Peor que la felicitación

PANTALLA PLANAS

Los espacios deportivos se hacían eco de la felicitación en las redes sociales que el Sevilla dedicó al técnico del Chelsea, Enzo Maresca, por ganar la Conference League. El italiano jugó en el club hispalense hace veinte años y, en principio, de aquí vendría la deferencia. Pero como el partido significó una derrota tan dolorosa para el Betis, el gesto se ha interpretado como una pulla fruto de la rivalidad eterna entre los dos equipos de la ciudad. Sin duda, es inevitable leer entre líneas esta tensión. Pero hay dos maneras televisivas de afrontarlo. O quitar hierro al asunto o caer en lo más fácil que es alimentar la mala leche.

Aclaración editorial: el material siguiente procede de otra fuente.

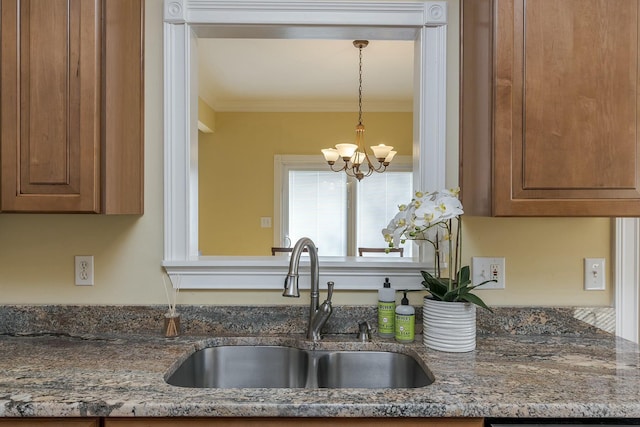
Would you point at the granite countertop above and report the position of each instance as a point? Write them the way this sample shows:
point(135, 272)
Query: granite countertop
point(53, 374)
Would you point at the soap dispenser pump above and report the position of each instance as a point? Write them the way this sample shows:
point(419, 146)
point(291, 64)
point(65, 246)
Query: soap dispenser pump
point(405, 321)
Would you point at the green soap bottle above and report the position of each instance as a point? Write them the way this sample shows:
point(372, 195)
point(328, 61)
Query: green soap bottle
point(405, 321)
point(386, 310)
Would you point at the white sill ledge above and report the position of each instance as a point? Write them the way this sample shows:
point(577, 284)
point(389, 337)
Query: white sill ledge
point(268, 272)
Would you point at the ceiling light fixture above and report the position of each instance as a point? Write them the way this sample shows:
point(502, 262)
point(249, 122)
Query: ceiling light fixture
point(356, 160)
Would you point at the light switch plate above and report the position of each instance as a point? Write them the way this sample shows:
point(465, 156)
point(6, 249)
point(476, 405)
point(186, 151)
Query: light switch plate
point(486, 268)
point(594, 274)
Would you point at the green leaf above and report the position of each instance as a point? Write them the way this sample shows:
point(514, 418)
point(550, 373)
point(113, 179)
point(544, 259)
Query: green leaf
point(435, 286)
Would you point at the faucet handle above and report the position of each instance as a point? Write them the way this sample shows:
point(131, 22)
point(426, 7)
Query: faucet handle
point(364, 331)
point(330, 292)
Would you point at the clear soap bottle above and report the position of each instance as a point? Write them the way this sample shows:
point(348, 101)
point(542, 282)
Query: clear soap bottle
point(386, 310)
point(405, 321)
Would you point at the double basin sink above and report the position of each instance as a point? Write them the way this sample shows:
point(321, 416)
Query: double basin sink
point(273, 366)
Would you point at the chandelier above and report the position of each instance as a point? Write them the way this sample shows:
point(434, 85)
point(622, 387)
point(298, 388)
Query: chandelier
point(356, 161)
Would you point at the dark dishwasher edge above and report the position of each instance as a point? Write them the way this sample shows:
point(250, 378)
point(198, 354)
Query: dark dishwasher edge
point(548, 422)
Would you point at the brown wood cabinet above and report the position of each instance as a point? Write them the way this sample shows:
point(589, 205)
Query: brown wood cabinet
point(71, 106)
point(49, 422)
point(267, 422)
point(549, 107)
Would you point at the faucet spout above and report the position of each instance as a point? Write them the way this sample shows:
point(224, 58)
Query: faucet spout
point(318, 316)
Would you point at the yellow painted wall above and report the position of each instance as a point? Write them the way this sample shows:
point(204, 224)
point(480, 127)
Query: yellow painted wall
point(543, 256)
point(243, 147)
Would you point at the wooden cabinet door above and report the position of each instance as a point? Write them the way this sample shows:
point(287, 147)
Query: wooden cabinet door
point(550, 108)
point(50, 105)
point(319, 422)
point(49, 422)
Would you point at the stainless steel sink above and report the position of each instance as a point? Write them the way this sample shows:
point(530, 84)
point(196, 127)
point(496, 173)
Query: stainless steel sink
point(263, 366)
point(243, 367)
point(370, 369)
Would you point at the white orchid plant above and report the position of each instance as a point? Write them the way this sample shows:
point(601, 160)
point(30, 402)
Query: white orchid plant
point(430, 217)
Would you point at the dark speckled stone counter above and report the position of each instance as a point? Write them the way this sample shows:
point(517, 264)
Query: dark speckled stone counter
point(48, 372)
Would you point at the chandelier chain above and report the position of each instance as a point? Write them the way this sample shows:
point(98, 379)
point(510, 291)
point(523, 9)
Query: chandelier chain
point(360, 86)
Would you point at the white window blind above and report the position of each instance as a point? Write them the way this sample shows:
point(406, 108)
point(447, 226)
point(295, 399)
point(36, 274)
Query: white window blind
point(378, 198)
point(318, 210)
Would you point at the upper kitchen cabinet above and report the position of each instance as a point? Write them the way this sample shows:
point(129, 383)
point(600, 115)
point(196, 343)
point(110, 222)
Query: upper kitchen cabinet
point(71, 106)
point(549, 107)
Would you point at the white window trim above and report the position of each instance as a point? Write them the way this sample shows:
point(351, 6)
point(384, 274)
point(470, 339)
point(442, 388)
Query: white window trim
point(424, 21)
point(627, 278)
point(283, 163)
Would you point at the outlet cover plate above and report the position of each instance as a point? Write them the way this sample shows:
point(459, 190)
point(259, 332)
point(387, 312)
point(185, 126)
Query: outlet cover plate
point(486, 268)
point(84, 270)
point(594, 274)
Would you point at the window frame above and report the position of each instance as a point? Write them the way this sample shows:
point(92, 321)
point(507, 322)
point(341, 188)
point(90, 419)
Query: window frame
point(284, 163)
point(424, 22)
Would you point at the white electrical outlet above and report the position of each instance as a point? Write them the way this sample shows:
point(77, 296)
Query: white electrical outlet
point(84, 270)
point(594, 276)
point(485, 268)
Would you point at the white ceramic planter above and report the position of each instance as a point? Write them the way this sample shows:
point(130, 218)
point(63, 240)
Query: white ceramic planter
point(449, 326)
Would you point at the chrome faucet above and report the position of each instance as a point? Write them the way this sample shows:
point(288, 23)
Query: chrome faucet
point(318, 314)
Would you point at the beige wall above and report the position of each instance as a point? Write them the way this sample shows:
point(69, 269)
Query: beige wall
point(543, 256)
point(230, 213)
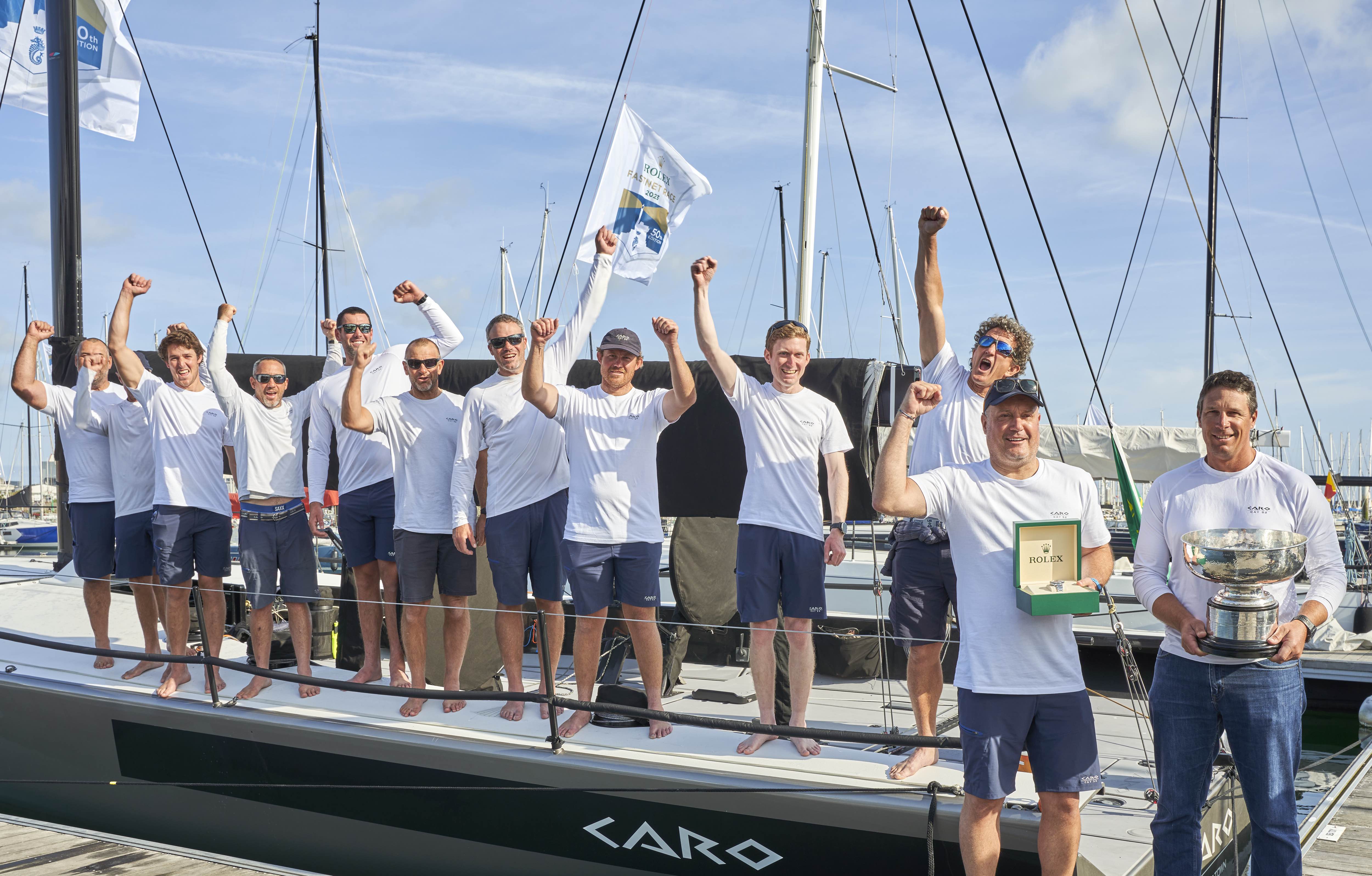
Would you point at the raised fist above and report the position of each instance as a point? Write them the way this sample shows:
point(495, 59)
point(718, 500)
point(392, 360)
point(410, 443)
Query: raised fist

El jueves, en ‘El desmarque de Cuatro’, Manu Carreño ponía el foco sobre esta cuestión incluso antes de analizar el partido. Negó la voluntad de provocar al Betis con pruebas sólidas: recuperó viejos tuits del Sevilla donde también felicitaba a antiguos jugadores y técnicos que habían militado en sus filas y que habían conquistado algún título para demostrar que era un protocolo habitual. Hasta la fórmula del redactado coincidía. Carreño incluso recuperó la felicitación del Sevilla al Betis de hacía tres años por ganar la Copa del Rey. Una manera de rebajar tensiones aclarando que se trataba de una política de comunicación coherente.

En cambio, en Jugones, Pedrerol intentaba reforzar la idea de la provocación. Optaron por una estrategia que implicaba directamente a los aficionados. O lo que es lo mismo: hurgar en la herida. Realizaron una encuesta de calle en Sevilla para preguntar a los seguidores de ambos equipos qué les parecía la felicitación de marras en las redes. Por supuesto había béticos molestos, otros con más sentido del humor, sevillistas que no veían ningún problema en dar la enhorabuena a Maresca y algún que otro que le parecía innecesario.

Es muy común buscar la ofensa del aficionado herido y derrotado. Canaliza un relato emocional, crispa el ambiente y refuerza la idea de conflicto entre dos bandos enfrentados. De paso, te rellena con un poco más de drama unos minutos de programa. Hay planteamientos televisivos que acaban siendo incluso peores que el origen del conflicto. No solo por lo que tienen de tópicos y facilones, sino por este deseo de ampliar la discordia y trasladarla a la calle.